Однако в моём случае всё было немного по-другому. Я уезжал, твёрдо теперь зная о том, что в мире есть место чуду и если вести себя подобающим образом, или, как мне было сказано в двадцать пятой гексаграмме – «достойные замыслы проводить в жизнь достойными средствами» – то можно не раз ещё к нему прикоснуться.

– Надя, продолжай и дальше наполнять мир красотой, – сказал я, достав салфетку и вытирая её слёзы, – А я буду знать, что ты занята своим делом и мне этого вполне достаточно.

Тогда она успокоилась, улыбнувшись мне одной из самых красивых своих улыбок, и в этот момент дождь перестал так же неожиданно, как и начался.

Какой-то тайский парень дал сигнал на посадку и вся толпа, встрепенувшись, подхватила рюкзаки, двинувшись за ним вдоль по пирсу.

– Спасибо тебе, – продолжал я, – Для меня действительно было необходимо повстречаться с тобой и твоими сёстрами – людьми, которые заняты чем-то непостижимым, но очень важным.

– А я буду думать о тебе каждое новолуние.

– До тех пор, пока меня не забудешь.

– Да, до тех пор, пока…

Она стиснула мои плечи в своих ладонях и быстро отвернувшись, ушла, почти сразу скрывшись за домиком пирса, а я подхватил свои вещи, вливаясь в растянувшуюся цепочкой толпу, по бокам от которой двое мужиков проверяли билеты, выдавая всем разноцветные наклейки с названием пункта их предстоящего назначения.

Мы ещё подождали, пока наш транспорт подойдёт к причалу и пришвартуется, с него хлынул поток вновь прибывших, а когда он иссяк, нам дали команду на вход.

Погрузка на судно происходила спокойно и быстро, небольшой трёхпалубный корабль тронулся и отошёл от берега, а я принялся снимать пенный след за кормой и вид на уходящий городок – издалека стало ясно, что зародился он в ложбине между тремя горами – именно там и была основана первая пристань, вокруг которой и разрослось поселение.
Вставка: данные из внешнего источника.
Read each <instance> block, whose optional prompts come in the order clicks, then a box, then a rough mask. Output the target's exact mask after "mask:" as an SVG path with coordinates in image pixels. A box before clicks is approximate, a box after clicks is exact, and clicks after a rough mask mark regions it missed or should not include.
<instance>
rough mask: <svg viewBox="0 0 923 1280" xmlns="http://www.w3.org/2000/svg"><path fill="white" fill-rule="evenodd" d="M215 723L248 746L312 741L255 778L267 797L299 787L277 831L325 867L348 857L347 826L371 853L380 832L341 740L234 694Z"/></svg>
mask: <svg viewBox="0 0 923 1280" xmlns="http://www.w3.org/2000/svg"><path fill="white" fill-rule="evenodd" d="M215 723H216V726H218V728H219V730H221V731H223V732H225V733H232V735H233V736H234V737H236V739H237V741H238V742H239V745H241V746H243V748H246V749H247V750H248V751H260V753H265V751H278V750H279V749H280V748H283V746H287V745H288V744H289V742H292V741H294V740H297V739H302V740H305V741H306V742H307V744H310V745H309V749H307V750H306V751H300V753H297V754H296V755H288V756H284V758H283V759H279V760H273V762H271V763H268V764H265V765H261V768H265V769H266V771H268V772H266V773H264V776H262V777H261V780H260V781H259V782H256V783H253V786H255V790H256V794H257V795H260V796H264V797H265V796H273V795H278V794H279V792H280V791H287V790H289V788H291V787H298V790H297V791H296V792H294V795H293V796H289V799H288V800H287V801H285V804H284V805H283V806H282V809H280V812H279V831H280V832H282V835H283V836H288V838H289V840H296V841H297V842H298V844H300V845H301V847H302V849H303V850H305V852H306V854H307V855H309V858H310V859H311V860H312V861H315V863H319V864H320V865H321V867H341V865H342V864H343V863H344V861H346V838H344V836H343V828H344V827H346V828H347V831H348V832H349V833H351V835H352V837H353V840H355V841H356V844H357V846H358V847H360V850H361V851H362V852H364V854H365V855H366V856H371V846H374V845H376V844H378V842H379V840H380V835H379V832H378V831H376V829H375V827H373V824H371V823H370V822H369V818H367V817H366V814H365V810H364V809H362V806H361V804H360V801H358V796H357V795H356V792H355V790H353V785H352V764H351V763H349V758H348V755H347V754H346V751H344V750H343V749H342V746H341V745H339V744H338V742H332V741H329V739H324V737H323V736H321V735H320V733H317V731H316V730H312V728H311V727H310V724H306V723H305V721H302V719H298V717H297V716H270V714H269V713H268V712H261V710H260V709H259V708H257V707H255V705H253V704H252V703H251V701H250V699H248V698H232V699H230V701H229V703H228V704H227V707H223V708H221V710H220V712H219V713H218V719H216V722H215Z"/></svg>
Затем мы легли на фарватер, двинувшись на юг, но не параллельно острову, а всё больше отдаляясь от него на запад – прочь от тех мест, куда я добирался сам или меня привозила Надя.

Мы прошли со стороны открытого моря от Пяти Сестёр – покрытые зелёным лесом, вблизи они казались величественными и пустыми, а их форма настолько соответствовала принципам золотого сечения в архитектуре, что даже сейчас они походили на камни из японского сада, только очень большие и определить величину и расстояние до них по-прежнему не представлялось возможным.

Мы медленно отдалялись от юго-западной оконечности острова и когда-то – теперь кажется, что очень давно – мы с Надей плавали там, глядя на такие же корабли. Теперь же на одном из них стою я, фотографируя мыс с висящими на его склоне ласточкиными гнёздами – белыми домами дорогого отеля. Это был последний вид Самуи – вскоре корабль оставил его позади, и остров словно скрылся за занавесом: складки пейзажа, распрямляясь, надвинулись на него и поглотили – он стал совершенно неразличим за другими, малыми островами, слившись в цельную фактуру с синим маревом воздуха.

Теперь мы начали продвижение вдоль материка. Его горы причудливо изгибались плавными и остроконечными формами, и я не первый раз поймал себя на мысли, что в них заключено нечто тревожное. Здесь хорошо снимать кино про космический корабль, совершивший вынужденную аварийную посадку на необитаемую, на первый взгляд, планету, таящую в себе скрытую угрозу.